The formulation of the AM inoculum procedure involves putting fungal propagules like fragments of fungal, root fragments colonized with AMF, and spores, in a carrier like perlite, inorganic clay, peat, and vermiculite, for a certain application. Because biological inoculates belong to different taxonomic groups, they have different environmental and nutritional requirements, therefore, the final configuration of the formulation will be determined by the way of producing inoculums (Table 3), the microbe involved, and the target inoculum application like seeds, bare-root plants or cuttings. The fungi should be chosen to be compatible with the target environment (Vosátka and Dodd 2002). The mass production and fungal propagules ought to be formulated in such a way that they can be distributed and stored without losing viability, under a wide range of temperatures. Additionally they should be easy to transport and to apply.
Table 3.Inoculum produced with commercial applications, in 4 different ways with its advantages and disadvantages (developed from information reported by Gianinazzi and Vosátka, 2004).
There is no universal method of inoculum application, and some plantings need a specific mode of application. A relevant issue is to optimize the introduction of AMF as early as possible in the plant growth, by layering inoculums below seeds or integration inoculum into the growth substrate for containerized plants. The micropropagated plants can be inoculated post vitro at the transplantation phase, while bare-root plants can be dipped into gel formulations of AM inocula before transplantation stage, or dry formulations of inoculum can be spread into the planting. For larger-scale application machinery like sowing machines or mixing tanks for substrates and field inoculations are needed. Ecological aspects such as amount of fertilizer input, potential of fungal populations, soil properties, should be taken into account for the introduction of inoculum into the field (Vosátka and Dodd 2002). One marketing branch of AM products includes the production of biotized plants; and this is used for medicinal plants (Germany), endomycorrhizal trees for recultivation (Czech Republic), and for micropropagated plants (France).

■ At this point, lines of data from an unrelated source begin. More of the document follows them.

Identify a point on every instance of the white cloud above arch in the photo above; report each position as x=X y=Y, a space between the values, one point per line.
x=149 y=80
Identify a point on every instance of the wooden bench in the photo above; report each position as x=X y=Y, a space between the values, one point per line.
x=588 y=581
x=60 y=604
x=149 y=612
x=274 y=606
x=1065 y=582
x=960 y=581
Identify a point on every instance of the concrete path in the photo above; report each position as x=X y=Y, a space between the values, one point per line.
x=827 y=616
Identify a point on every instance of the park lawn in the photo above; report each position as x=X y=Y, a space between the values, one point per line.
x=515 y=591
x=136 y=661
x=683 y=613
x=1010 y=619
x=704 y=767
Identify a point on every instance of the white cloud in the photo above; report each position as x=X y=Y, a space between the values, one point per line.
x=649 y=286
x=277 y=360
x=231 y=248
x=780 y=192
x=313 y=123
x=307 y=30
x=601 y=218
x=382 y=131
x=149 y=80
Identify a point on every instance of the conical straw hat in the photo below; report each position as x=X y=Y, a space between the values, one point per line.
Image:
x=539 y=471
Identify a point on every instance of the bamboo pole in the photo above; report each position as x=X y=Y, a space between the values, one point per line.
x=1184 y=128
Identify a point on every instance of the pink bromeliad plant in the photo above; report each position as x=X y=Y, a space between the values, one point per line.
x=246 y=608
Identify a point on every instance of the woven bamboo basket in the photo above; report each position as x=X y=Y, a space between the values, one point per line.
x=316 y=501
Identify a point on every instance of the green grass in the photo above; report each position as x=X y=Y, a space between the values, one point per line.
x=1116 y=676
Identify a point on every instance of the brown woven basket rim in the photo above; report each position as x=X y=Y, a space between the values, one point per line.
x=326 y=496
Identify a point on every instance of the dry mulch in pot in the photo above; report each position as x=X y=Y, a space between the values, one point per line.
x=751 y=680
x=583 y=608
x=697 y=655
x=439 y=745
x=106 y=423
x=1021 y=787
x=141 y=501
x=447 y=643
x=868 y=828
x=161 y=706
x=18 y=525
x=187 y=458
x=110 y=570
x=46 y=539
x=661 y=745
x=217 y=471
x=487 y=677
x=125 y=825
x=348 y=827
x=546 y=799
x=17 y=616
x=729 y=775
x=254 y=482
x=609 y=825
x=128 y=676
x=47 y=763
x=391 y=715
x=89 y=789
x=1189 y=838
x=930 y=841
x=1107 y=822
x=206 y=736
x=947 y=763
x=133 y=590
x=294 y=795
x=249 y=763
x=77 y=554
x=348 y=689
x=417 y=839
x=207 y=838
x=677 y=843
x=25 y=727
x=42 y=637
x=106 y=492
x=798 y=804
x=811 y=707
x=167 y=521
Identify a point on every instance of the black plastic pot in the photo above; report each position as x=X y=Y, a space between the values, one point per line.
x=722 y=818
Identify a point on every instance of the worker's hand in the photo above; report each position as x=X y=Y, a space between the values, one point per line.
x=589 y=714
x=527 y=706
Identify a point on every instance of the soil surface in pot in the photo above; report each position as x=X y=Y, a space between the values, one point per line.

Due to regulation the use of microbial products for plant protection in the EU, the AM fungal inoculum should not be regarded as a biocontrol agent; nevertheless AM fungi do not produce harmful substances, and AM do no attack other organisms, so they should be declared as a natural part of the plant, and the part concerning of the regulation "risk assessment" criteria is inappropriate to AMF therefore, the European network on AMF is in discussions within the EU on the need for a registration procedure for AMF.
There are still several cases of conventional farmers who prefer chemical inputs and use plenty of NPK fertilizer for the soil, instead of worrying about fungi that are not seen with the naked eye. For that reason it should be an objective of industrial and scientists partners to promote AM inoculations as biotechnology tool, with potential implementations in the majority of the places of sustainable plant production.